### 02_Preprocessing: Missing-Value Handling & Dataset Splits

In this notebook we take the raw Pima dataset and produce three versions for modeling:
- **dfA**: drop any row with a physiologically impossible zero
- **dfB**: replace zeros with NaN, then **median**-impute
- **dfC**: replace zeros with NaN, then **KNN**-impute


In [1]:
# 1) Imports
import pandas as pd
import numpy as np
from sklearn.impute import SimpleImputer, KNNImputer

In [15]:
# Load and display Diabetes dataframe
df = pd.read_csv('diabetes.csv')

display(df.head())

Unnamed: 0,Pregnancies,Glucose,BloodPressure,SkinThickness,Insulin,BMI,DiabetesPedigreeFunction,Age,Outcome
0,6,148,72,35,0,33.6,0.627,50,1
1,1,85,66,29,0,26.6,0.351,31,0
2,8,183,64,0,0,23.3,0.672,32,1
3,1,89,66,23,94,28.1,0.167,21,0
4,0,137,40,35,168,43.1,2.288,33,1


In [10]:
# Identify columns with missing values
missing_cols = ['Glucose','BloodPressure','SkinThickness','Insulin','BMI']
print("Zeros Per Column:")
print((df[missing_cols]==0).sum())

Zeros Per Column:
Glucose            5
BloodPressure     35
SkinThickness    227
Insulin          374
BMI               11
dtype: int64


In [17]:
# Define columns with missing values
missing_cols = ['Glucose','BloodPressure','SkinThickness','Insulin','BMI']
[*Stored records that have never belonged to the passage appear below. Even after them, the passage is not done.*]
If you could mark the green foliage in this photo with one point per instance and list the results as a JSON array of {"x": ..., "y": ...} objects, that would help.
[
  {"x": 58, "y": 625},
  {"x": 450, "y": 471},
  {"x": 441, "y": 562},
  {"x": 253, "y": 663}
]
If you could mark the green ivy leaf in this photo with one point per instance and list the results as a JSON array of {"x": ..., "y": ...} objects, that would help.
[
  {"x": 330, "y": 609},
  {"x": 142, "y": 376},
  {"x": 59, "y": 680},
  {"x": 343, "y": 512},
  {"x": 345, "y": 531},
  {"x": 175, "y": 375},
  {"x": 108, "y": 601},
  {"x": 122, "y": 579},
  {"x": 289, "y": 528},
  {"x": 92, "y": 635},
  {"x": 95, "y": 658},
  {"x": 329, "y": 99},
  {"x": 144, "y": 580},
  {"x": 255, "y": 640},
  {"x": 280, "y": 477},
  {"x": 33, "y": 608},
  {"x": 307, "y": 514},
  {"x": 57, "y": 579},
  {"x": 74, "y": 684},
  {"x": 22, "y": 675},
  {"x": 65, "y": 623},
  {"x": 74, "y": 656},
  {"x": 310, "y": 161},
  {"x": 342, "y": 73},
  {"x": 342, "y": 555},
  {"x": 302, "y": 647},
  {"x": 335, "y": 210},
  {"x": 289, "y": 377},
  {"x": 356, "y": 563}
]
# Define all feature columns to be used
feature_cols = [
    'Pregnancies','Glucose','BloodPressure',
    'SkinThickness','Insulin','BMI',
    'DiabetesPedigreeFunction','Age'
]

# Define Outcome column
target_col = 'Outcome'

### Creating dataframe for Trial A (dropping all rows with missing values (0's) in these key columns)

In [22]:
# Trial A: Drop any row where any missing_col == 0
dfA_mask = ~(df[missing_cols] == 0).any(axis=1)
dfA = df.loc[dfA_mask, feature_cols + [target_col]].reset_index(drop=True)

# How many rows dropped from total df for Trial A dataframe
n_keep = dfA_mask.sum()
n_dropped = (~dfA_mask).sum()

print(f"Trial A Dropped Rows: {n_dropped}")
print(f"Trial A Kept Rows: {n_keep}")
print(f"dfA (drop zeros) shape: {dfA.shape}")

Trial A Dropped Rows: 376
Trial A Kept Rows: 392
dfA (drop zeros) shape: (392, 9)


### Creating dataframe for Trial B (Median imputation on zeros).

In [25]:
# Trial B: Median imputation on zeros -> NaN -> median fill
dfB_filled = df.copy()
dfB_filled[missing_cols] = dfB_filled[missing_cols].replace(0, np.nan)

# Set up Imputer
med_imp = SimpleImputer(strategy='median')

# Only impute feature columns, keep Outcome unchanged
dfB_filled[feature_cols] = med_imp.fit_transform(dfB[feature_cols])
print(f"dfB_filled (median impute) shape: {dfB_filled.shape}")

dfB_filled (median impute) shape: (768, 9)


### Creating dataframe for Trial C (KNN Imputation on zeros). 

In [26]:
# Trial C: KNN Imputation on zeros -> NaN -> KNN fill
dfC_filled = df.copy()
dfC_filled[missing_cols] = dfC_filled[missing_cols].replace(0, np.nan)

# Set up imputer
knn_imp = KNNImputer(n_neighbors=5)

# Only impute features columns, keep Outcome unchanged
dfC_filled[feature_cols] = knn_imp.fit_transform(dfC[feature_cols])
print(f"dfC_filled (KNN impute) shape: {dfC_filled.shape}")

dfC_filled (KNN impute) shape: (768, 9)


In [27]:
# Check to see if all zeros/NaNs are replaced in each dataframe
for name, d in [('A', dfA), ('B', dfB_filled), ('C', dfC_filled)]:
    zeros = (d[missing_cols] == 0).sum().sum()
    nans  = d[feature_cols].isna().sum().sum()
    print(f"Trial {name}: zeros remaining={zeros}, NaNs remaining={nans}")

Trial A: zeros remaining=0, NaNs remaining=0
Trial B: zeros remaining=0, NaNs remaining=0
Trial C: zeros remaining=0, NaNs remaining=0